Over 200 criteria for ethical and ecological investment

More than 200 criteria are used in the ethical assessment of issuers, which are systematically analyzed for companies or countries.
The PRIME VALUES Ethics Committee’s strict assessment procedure has been continuously refined over the past 30 years. From the outset, a combination of exclusion and positive criteria has been used unchanged. The procedure is described in detail in the Eurosif Transparency Guideline.

Ethical criteria of the PRIME VALUES investment philosophy

The assessment of companies/issuers from an ethical perspective is based on clear exclusion criteria and ethics analysis in order to enable a selection of proactive companies.

Investors’ capital is made available to issuers that promote the following principles:

  • Best possible protection and promotion of the interests of all stakeholders, including the protection of the natural environment
  • Reverence for human dignity and for life, taking into account the basis of life of all beings
  • Creating meaning for society and its development in an ethically positive direction

These principles are concretized in defined exclusion and positive criteria.

Exclusion criteria for sustainable companies:

Exclusion criteria are used for pre-selection and exclude issuers that do not meet the defined exclusion criteria (in accordance with the above-mentioned principles). If an issuer violates one or more exclusion criteria, it is not analyzed further. If the analysis reveals a violation of exclusion criteria, the security is excluded from the investment universe.

Positive criteria for ethical companies:

At the heart of every issuer analysis are the positive criteria. Thanks to these, issuers can be assessed from an ethical and sustainable perspective. A company can achieve a maximum of 100 points. To qualify for inclusion in the investment universe, a company must score at least 50 points. Various predicates are assigned to the points scale for better understanding:

<50 points: not justifiable – excluded
50-65 points: justifiable
66-80 points: positive
>81 points: high quality

The analysis from an ethical perspective focuses on five detailed questions for companies.
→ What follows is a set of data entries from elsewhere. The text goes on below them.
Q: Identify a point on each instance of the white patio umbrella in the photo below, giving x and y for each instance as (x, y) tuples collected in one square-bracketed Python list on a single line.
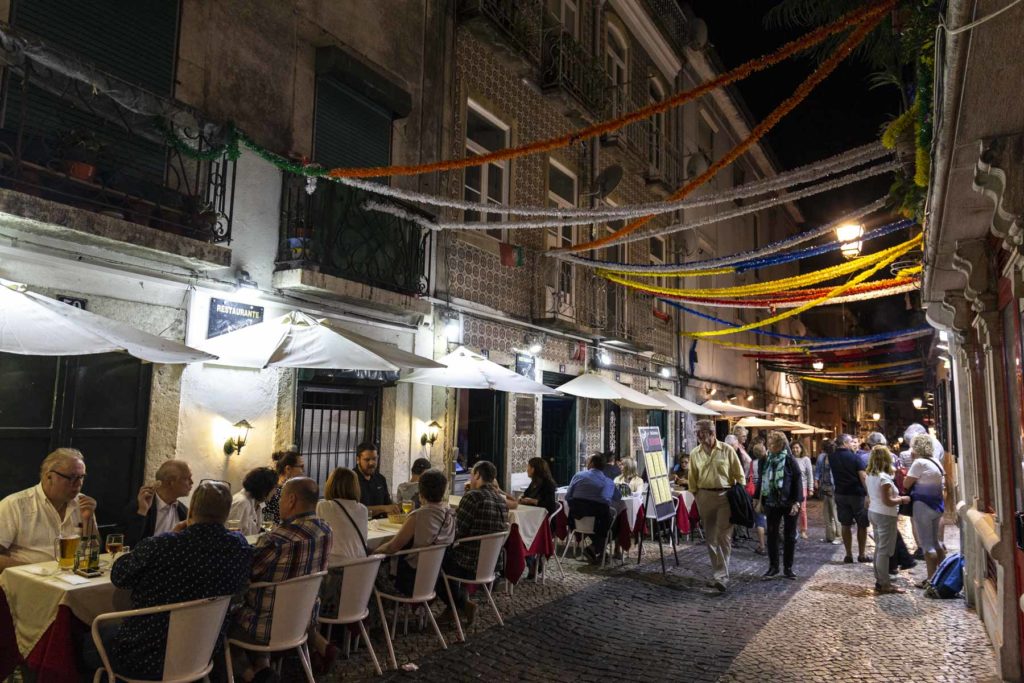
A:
[(35, 325), (681, 404), (463, 369), (593, 385), (298, 340), (732, 411)]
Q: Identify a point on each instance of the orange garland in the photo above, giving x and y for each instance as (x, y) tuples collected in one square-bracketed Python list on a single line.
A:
[(870, 13), (819, 74)]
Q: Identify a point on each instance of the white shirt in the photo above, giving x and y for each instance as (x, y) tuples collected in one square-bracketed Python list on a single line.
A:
[(30, 523), (247, 511), (347, 541), (167, 516), (876, 482)]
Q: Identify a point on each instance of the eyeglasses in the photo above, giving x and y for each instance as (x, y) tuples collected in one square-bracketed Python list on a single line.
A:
[(73, 478)]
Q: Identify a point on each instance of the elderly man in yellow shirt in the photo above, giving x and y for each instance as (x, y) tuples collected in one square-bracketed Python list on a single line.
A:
[(714, 468)]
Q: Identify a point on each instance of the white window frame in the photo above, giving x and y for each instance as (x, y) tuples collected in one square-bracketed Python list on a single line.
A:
[(478, 150), (554, 238)]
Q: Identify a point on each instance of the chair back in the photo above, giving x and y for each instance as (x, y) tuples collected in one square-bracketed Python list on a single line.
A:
[(193, 632), (356, 585), (293, 608), (428, 567), (491, 548)]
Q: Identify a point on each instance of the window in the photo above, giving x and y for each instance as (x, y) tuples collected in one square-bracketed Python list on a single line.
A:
[(561, 193), (487, 183), (615, 63), (567, 13)]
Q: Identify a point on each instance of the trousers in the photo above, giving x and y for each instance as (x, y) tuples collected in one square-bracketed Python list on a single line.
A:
[(715, 512)]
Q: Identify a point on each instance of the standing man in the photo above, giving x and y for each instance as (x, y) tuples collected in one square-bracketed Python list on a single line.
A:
[(374, 492), (714, 468), (157, 509), (850, 479), (31, 519)]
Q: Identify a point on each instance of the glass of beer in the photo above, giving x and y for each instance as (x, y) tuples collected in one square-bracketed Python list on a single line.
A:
[(115, 543), (66, 547)]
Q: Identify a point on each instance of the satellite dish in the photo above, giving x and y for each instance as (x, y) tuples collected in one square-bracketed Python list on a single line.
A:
[(607, 180), (696, 37)]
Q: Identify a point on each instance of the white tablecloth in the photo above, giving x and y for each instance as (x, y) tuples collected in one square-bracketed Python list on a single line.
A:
[(34, 599)]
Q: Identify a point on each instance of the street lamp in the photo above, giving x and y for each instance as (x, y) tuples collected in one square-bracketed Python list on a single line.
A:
[(849, 235)]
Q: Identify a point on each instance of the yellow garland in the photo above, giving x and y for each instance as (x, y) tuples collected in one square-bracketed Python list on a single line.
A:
[(769, 287), (816, 302)]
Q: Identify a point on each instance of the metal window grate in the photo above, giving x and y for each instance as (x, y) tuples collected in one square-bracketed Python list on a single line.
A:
[(332, 422)]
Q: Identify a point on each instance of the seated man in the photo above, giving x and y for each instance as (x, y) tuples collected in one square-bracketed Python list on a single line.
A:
[(590, 495), (298, 547), (32, 519), (203, 560), (482, 510), (157, 509)]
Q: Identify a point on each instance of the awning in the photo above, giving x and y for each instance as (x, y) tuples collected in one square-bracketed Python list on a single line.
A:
[(465, 370), (298, 340), (593, 385), (34, 325)]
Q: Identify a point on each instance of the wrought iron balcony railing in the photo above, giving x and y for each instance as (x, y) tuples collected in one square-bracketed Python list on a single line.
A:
[(79, 136), (330, 230)]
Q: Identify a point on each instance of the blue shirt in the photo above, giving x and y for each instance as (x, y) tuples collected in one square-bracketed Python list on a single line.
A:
[(592, 485), (202, 561)]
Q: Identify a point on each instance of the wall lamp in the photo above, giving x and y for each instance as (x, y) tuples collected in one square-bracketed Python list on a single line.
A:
[(236, 443), (429, 436)]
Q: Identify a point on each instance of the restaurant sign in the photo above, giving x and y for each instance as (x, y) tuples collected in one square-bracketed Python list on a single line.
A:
[(230, 315)]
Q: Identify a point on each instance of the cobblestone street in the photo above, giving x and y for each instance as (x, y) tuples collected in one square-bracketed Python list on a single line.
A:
[(632, 623)]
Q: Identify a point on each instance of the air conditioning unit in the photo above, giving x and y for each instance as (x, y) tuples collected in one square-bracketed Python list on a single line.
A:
[(558, 304)]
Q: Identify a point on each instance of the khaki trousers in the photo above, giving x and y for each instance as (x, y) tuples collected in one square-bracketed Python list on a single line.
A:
[(714, 509)]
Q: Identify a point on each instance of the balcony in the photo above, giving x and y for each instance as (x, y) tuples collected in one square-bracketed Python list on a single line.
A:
[(69, 142), (332, 247)]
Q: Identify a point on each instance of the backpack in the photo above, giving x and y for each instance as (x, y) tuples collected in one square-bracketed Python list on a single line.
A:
[(947, 581)]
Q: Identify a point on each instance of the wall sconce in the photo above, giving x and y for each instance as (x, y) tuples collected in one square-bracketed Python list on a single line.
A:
[(429, 436), (236, 443)]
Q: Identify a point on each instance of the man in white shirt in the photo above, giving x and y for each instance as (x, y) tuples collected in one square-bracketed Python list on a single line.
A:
[(32, 519), (157, 509)]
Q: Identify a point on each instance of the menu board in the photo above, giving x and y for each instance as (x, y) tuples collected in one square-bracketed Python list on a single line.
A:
[(657, 476)]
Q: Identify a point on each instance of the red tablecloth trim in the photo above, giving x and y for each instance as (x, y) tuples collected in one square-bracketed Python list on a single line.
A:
[(53, 658)]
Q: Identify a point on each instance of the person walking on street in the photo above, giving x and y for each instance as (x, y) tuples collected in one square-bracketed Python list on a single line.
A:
[(780, 496), (714, 468), (882, 511), (825, 486)]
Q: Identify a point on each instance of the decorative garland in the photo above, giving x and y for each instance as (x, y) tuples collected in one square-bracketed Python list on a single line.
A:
[(771, 286), (817, 302), (804, 89)]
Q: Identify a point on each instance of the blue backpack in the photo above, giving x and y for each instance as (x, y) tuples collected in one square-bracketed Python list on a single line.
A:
[(947, 581)]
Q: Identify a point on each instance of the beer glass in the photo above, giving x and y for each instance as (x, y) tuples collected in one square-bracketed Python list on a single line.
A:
[(115, 543), (66, 547)]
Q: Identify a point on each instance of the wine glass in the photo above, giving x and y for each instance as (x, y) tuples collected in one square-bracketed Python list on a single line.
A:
[(115, 544)]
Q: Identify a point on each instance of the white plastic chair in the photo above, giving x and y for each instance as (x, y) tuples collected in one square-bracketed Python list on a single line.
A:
[(193, 632), (428, 567), (293, 606), (353, 600), (486, 564)]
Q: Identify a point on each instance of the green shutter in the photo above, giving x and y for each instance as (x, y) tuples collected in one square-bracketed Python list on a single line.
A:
[(349, 130)]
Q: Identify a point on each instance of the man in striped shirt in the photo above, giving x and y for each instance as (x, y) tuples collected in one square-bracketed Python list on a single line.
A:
[(297, 548)]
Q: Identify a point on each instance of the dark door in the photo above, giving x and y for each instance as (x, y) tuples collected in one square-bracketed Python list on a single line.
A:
[(558, 443), (333, 420), (97, 403)]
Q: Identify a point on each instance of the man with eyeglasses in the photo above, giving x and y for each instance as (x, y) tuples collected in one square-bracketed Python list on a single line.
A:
[(714, 468), (32, 519)]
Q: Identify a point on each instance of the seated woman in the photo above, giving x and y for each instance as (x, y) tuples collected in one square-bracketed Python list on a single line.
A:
[(247, 505), (630, 476), (541, 492), (431, 524)]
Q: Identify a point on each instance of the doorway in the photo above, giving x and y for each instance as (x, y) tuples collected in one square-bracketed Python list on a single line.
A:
[(481, 428)]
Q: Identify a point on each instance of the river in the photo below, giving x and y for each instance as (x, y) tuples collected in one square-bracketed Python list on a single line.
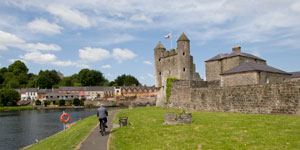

The five ethical perspectives

Five ethical perspectives
Criteria
1. understanding of responsibility
a) Declared self-image
b) Profit orientation
c) Corporate governance
d) Management principles
e) Stakeholder concept and social commitment
2. offer (products and services)
a) Business model
b) Customer benefit
c) Consumer protection
d) Sense and legitimacy from a societal-social perspective
e) Sense and legitimacy from an ecological perspective
3. processes
a) Production
b) Customers
c) Employees
d) Suppliers
e) Management systems
4. protection of natural resources
a) Policy (environmental guideline)
b) Operational ecology
c) Value chain (from an ecological perspective)
d) Products (product ecology)
e) Innovation and proactivity
5. transparency and reputation
a) Image of the company
b) Information (information density, depth)
c) Controversies
d) Corruption, bribery
e) Reputation

Country assessment - Exclusion criteria government bonds

Exclusion criteria:

  • Military has nuclear weapons
  • Military budget in the past 5 years >2% of GDP and no ethically reflected defense policy (international treaties, etc.)
  • The death penalty is in its legal status
  • Lack of an ecologically sound energy policy (energy mix, use of nuclear energy, signing of COP 21, promotion of renewable energy sources, climate targets)
  • Inadequate human rights standards
  • Above-average exposure to corruption
  • Dictatorial government or non-democratically legitimized regime

Currently non-investable government bonds, including:
France, UK, USA, Finland, China

The country assessment is based exclusively on exclusion criteria and relates solely to government bonds (not to the companies operating in the respective countries).